The United States patent document no. US3284980, an application in the state of the art, discloses production of Portland cement-based board. It is disclosed in the United States patent document no. US3775143 that setting times are shortened through use of high- alumina cement that sets much faster in comparison to Portland cement, together with Portland cement and plaster. The boards being subject to the said patent document are leaf-like boards having less than 20mm thickness.
The United States patent document no. US4304704, an application in the state of the art, discloses a plaster mortar consisting of expanded perlite additive of plaster and cement with polyvinyl alcohol. The United States patent document no. US6641658 discloses that an acceptable hardness can be achieved by combination of high alumina cement, Portland cement and a small amount of plaster in less than 10 minutes.

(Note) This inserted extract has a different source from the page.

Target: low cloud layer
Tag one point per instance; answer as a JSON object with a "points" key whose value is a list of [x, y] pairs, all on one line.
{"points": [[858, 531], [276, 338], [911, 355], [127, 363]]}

The United States patent document no. US2004/0040474 discloses that high alumina cement sets extremely fast with triethanolamine (TEA). The post-dated United States patent document no. US2008/0302276, which belongs to the same applicant, discloses a mortar wherein much more economical Portland cement and fly ash and gypsum are used rather than very expensive mortar having high alumina cement by using sodium trimetaphosphate (STMP) together with TEA, and which sets in less than 7 minutes.

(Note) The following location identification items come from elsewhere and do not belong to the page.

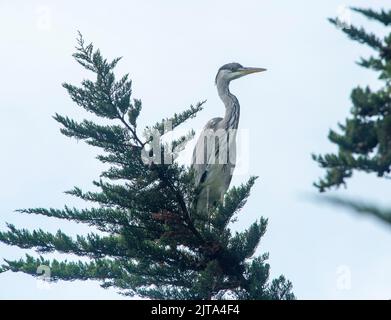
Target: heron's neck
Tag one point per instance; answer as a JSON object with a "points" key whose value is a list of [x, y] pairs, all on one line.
{"points": [[232, 107]]}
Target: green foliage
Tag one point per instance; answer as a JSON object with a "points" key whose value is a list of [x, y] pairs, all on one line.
{"points": [[148, 241], [364, 141]]}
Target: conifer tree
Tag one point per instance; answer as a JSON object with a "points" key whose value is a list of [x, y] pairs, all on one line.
{"points": [[146, 239], [364, 140]]}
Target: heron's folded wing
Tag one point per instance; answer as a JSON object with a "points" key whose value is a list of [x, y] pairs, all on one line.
{"points": [[200, 162]]}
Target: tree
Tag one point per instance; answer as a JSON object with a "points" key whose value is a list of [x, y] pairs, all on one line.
{"points": [[148, 239], [364, 141]]}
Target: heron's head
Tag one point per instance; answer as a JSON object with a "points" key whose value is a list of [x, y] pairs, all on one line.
{"points": [[231, 71]]}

In the patent documents that are briefly described above, it is disclosed that cement- based boards can be continuously produced on a belt in less than 7 minutes in approximately 10 to 20 mm thicknesses at 700-800 kg/m3 densities. Nevertheless, it is seen that low density (preferably less than 600 kg/m3, namely less than 300 kg/m3) board production has not been carried out to date by using cement-based board production. Final products obtained in all above mentioned the patent documents always have a thickness less than 20 mm and they have a leaf-like or board-like shape in terms of their sizes.

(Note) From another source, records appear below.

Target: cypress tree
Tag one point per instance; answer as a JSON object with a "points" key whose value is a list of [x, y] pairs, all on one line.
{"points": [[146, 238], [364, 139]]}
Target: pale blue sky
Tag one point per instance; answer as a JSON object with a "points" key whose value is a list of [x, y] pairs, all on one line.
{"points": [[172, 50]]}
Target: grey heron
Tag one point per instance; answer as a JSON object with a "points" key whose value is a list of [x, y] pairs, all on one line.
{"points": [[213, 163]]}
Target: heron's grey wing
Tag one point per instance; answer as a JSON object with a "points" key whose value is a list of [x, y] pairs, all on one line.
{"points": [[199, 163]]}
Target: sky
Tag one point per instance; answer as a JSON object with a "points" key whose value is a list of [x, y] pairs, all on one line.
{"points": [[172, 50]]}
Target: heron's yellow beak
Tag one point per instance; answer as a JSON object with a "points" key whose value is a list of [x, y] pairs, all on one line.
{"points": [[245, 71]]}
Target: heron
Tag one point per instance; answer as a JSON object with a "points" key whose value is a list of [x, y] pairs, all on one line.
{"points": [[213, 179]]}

The International patent document no. W02013/150148 discloses a mineral foam material based on very low density cement. The said document discloses casting a mortar obtained by use of a foam -which is prepared by using a protein-based foaming agent with a molecular weight of 1.000 to 50.000 Daltons, together with Portland cement, alumina cement, calcium sulphate (raw plaster) and plasticizer- into a mould and it also discloses an insulating material obtained by opening the moulds after 24 hours. The product disclosed in the application has a density of about 500 kg/m3 and it has a thermal conductivity between 0,13 - 0,17 W/mK. Nevertheless, the product disclosed in the said application is obtained by molding technique and therefore it has a high production cost.
The International patent document no. WO2017/093796 and the International patent document no. WO2017/093795 disclose mortars of a cement-based mineral foam insulation material having a density less than 100 kg/m3 and a thermal conductivity value less than 0,045 W/mK value. All these mortars are obtained after 24 hours of moulding and they are not suitable for production on a continuous belt.
The Korean patent document no. KR100760039, an application in the state of the art, discloses a mineral-based insulation material which can be demoulded after quick setting in less than 4 minutes by addition of type III sodium silicate (glass water) to the mixture upon a Portland cement -which has a density less than 240 kg/m3 value and thermal conductivity coefficient ranges of 0,03 W/mK- is mixed with water using an animal protein-based foaming agent. Because the sodium silicate disclosed in this document leads to quick setting that is very difficult to control, it is not suitable for production on a belt.
Summary of the Invention
An objective of the present invention is to realize a method for producing a lightweight and economical construction element on a belt continuously without using a moulding technique, and construction elements such as wall block produced by this method.
Another objective of the present invention is to realize a method for producing a construction element which does not comprise steam treatment with high energy cost such as autoclave curing. Another objective of the present invention is to realize a method for producing a construction element which has a GWP value less than a GWP value for example of 9 kg.C02/m2 value.
Another objective of the present invention is to realize a method for producing a construction element whereby wastage resulting from breaking and injury during production steps and application are reduced.
Detailed Description of the Invention
“Production Method of A Construction Element and Construction Elements Produced by This Method” realized to fulfil the objectives of the present invention is shown in the figures attached, in which:
Figure 1 is a schematic sectional view of the inventive construction element.
Figure 2 is a schematic view of the production line wherein the inventive construction element is produced.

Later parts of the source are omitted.